There are no known cases of omicron in Orange County despite high levels of virus in wastewater
Dr. Raul Pino, medical director of the county's Department of Health, says the majority of COVID cases, hospitalizations and deaths in the region continue to be from the delta variant.
There are no known cases of the omicron variant in Orange County despite evidence of the COVID strain in local wastewater facilities, county leaders said Wednesday.

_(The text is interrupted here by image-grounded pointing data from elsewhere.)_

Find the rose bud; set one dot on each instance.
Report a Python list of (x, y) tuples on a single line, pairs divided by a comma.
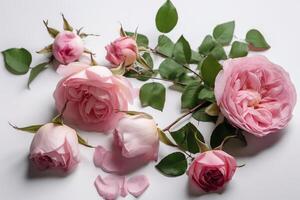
[(67, 47), (211, 170), (55, 147), (124, 50), (94, 96), (255, 94)]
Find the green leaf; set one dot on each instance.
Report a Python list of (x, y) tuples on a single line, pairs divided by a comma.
[(36, 71), (196, 57), (166, 17), (67, 26), (222, 131), (206, 94), (165, 46), (201, 115), (182, 51), (223, 33), (148, 59), (207, 45), (52, 31), (17, 61), (153, 94), (171, 70), (189, 97), (141, 40), (209, 70), (238, 49), (185, 138), (256, 41), (174, 164), (218, 52)]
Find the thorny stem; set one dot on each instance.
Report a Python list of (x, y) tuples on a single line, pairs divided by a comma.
[(182, 116)]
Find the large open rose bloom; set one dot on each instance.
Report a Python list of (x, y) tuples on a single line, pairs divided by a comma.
[(255, 94), (55, 147), (122, 50), (136, 142), (93, 95), (67, 47), (211, 170)]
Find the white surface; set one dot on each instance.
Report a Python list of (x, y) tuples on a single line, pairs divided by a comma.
[(272, 164)]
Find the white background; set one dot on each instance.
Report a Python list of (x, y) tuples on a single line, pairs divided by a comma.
[(272, 163)]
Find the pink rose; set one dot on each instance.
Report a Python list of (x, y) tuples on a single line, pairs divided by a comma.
[(255, 94), (136, 142), (211, 170), (123, 50), (55, 147), (137, 136), (94, 96), (67, 47)]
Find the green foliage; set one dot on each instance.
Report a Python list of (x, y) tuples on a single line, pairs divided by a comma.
[(174, 164), (17, 61), (153, 94)]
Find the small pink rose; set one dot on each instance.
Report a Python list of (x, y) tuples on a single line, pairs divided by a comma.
[(255, 94), (123, 50), (67, 47), (211, 170), (94, 96), (55, 147)]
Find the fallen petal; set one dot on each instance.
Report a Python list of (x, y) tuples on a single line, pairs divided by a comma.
[(137, 185)]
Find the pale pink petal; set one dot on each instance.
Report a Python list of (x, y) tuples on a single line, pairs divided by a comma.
[(114, 162), (108, 189), (137, 185), (67, 70)]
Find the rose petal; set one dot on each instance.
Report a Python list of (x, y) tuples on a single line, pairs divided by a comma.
[(107, 188), (67, 70), (137, 185)]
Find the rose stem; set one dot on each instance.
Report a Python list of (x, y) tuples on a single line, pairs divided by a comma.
[(184, 66), (182, 116)]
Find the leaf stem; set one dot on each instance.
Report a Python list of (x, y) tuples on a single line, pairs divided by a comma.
[(183, 116)]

Dr. Raul Pino, medical director of the county's Department of Health, says the majority of COVID cases, hospitalizations and deaths in the area continue to be from the delta variant.
There has not yet been a confirmed case of the omicron variant in the county, he said at a county briefing on COVID. That means people should continue to get vaccinated, whether it’s their first dose or a booster shot, as the vaccine has proven efficacy against delta, he said.
“Our fight is with delta," he said. "Delta is what is still here, still the predominant variant. And also it was the variant that really hit us hard the last three, four months when we had 700 deaths.”
Pino said that based on the level of omicron in county wastewater facilities, the first cases could be detected as early as next week.
“Normally what happened in the other cases is about two weeks prior to the case being detected, it’s detected in the water," Pino said. "Because a person could have the virus, being shedding virus in the water but not feeling sick. It takes about three, four days, five days to get sick. And then it takes a few hours or days for us to get the sample, get analyzed and get it to the lab, get the results, and get it on the news.”
Pino added while omicron is highly transmissible, the variant tends to cause less serious illness than delta.
He recommended people continue masking, social distancing and getting vaccinated.
Cases of the variant have been found elsewhere in Florida, at least 33 other states, Washington, D.C., and Puerto Rico.